Behandeling met bisfosfonaten is zeker geen vanzelfsprekendheid en altijd de keus van de patiënt zelf. Expertisecentra zullen ouder en patiënten voorlichten over de mogelijk nadelige effecten van het ontvangen van bisfosfonaten.
Er zijn verschillende bisfosfonaten, met verschillende manieren van toedienen (infuus, per injectie of pillen). Ook de dosering is per persoon verschillend. De duur van de behandeling is bij iedere patiënt verschillend.
Het gebruik van bisfosfonaten dient tijdig aan de tandarts te worden gemeld voordat er tandheelkundige ingrepen plaatsvinden.

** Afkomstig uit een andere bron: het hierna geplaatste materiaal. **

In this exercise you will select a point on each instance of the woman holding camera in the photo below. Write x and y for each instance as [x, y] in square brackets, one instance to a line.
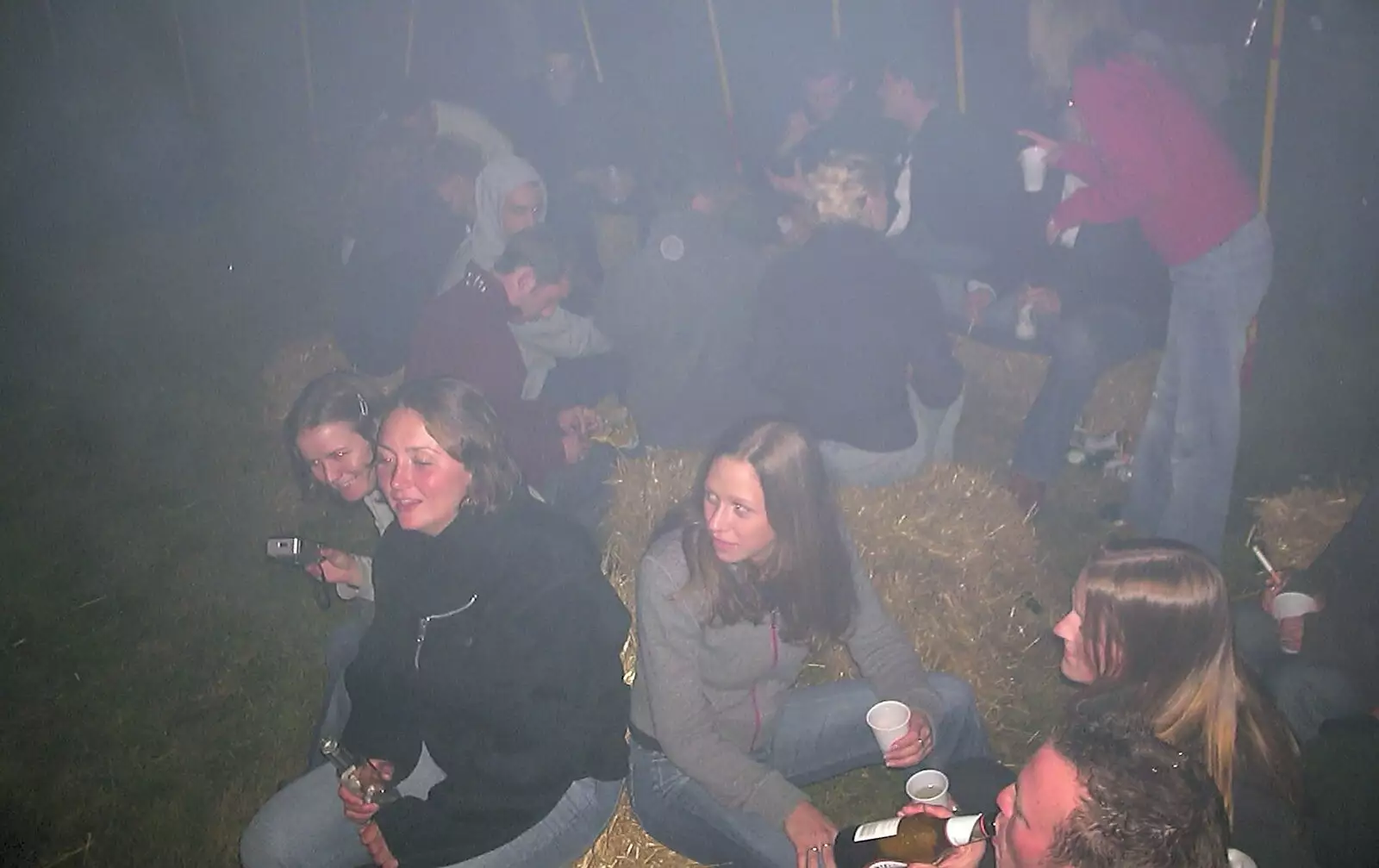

Een zwangerschap mag niet starten tijdens of kort na behandeling met bisfosfonaten.
Calcium en vitamine D
Naast de bisfosfonaten hebben jonge patiënten net als alle kinderen voor de aanmaak van bot ook extra calcium en vitamine D nodig. Dit kan deels door voeding, zoals melkproducten. Eventueel kan een diëtiste hierbij adviezen geven. Vaak is er ook medicamenteuze ondersteuning in de vorm van supplementen.
Groeihormoon
Bij achtergebleven groei kan soms een groeihormoonbehandeling op de kinderleeftijd ingezet worden als dat wenselijk is.
Overige adviezen
Vermoeidheid
Het is van belang om een balans te vinden tussen inspanning en ontspanning. Hulpmiddelen en een individueel revalidatieplan kunnen helpen.
Zelf gipsen
De gipsverbandmeesters van het UMCU-WKZ geven gipscursussen aan ouders van kinderen met OI. Deze informatie is voor leden van de VOI ook beschikbaar op een film. De VOI biedt ook cursussen aan. Daarin leren ouders hoe ze zelf een eerste gips aan kunnen brengen wanneer zij vermoeden dat hun kind een breuk heeft. Zo is niet altijd direct bezoek aan een ziekenhuis nodig. Een ziekenhuisbezoek kan dan zo nodig de volgende dag in het regionale ziekenhuis of het expertisecentrum om bijvoorbeeld een röntgenfoto te laten maken of het gips te vervangen. Uiteraard is deze gipscursus geen vervanging voor het bezoek aan het ziekenhuis, het is alleen bedoeld voor situaties waarin bezoek aan het ziekenhuis niet direct mogelijk is.
Warmte intolerantie
Luchtige (katoenen) kleding en goede klimaatregeling (zoals airconditioning in auto of op de werkplek) kunnen de klachten eventueel dragelijk maken bij sterke transpiratie.
Reizen met OI
Patiënten kunnen een medisch paspoort bij zich dragen. De Europese koepelorganisatie van OI-verenigingen (OIFE) heeft een OI-paspoort ontwikkeld. Hierin staat (in meerdere talen) vermeld dat de patiënt OI heeft en van welke bijkomende klachten sprake kan zijn (o.a. gehoorverlies). Daarnaast bevat de tekst adviezen over de handelwijze bij het verplaatsen van de patiënt, het vaststellen van fracturen, het verrichten van optimaal röntgenonderzoek en aandachtspunten bij intubatie (inbrengen van een buis voor beademing). Bij intubatie zijn o.a. gebitsafwijkingen en standsafwijkingen van de cervicale wervelkolom van belang.
School en werk met OI
Op school en tijdens werkomstandigheden kunnen er beperkingen zijn. Soms zijn aanpassingen nodig in verband met het gehoorverlies en de mobiliteit. Het uithoudingsvermogen van mensen met OI is vaak verminderd, en ook de gewrichten zijn vaak beperkt belastbaar. Bij ernstigere vormen van OI zijn er aanpassingen en voorzieningen nodig op school en thuis. Regionale zorgverleners zoals de revalidatiearts en de ergotherapeut kunnen hierbij advies geven en helpen.
Op het werk kan de bedrijfsarts helpen. Een ergotherapeut geeft praktische adviezen over de werkplek en helpt zo nodig bij aanvragen van specifieke aanpassingen of hulpmiddelen thuis.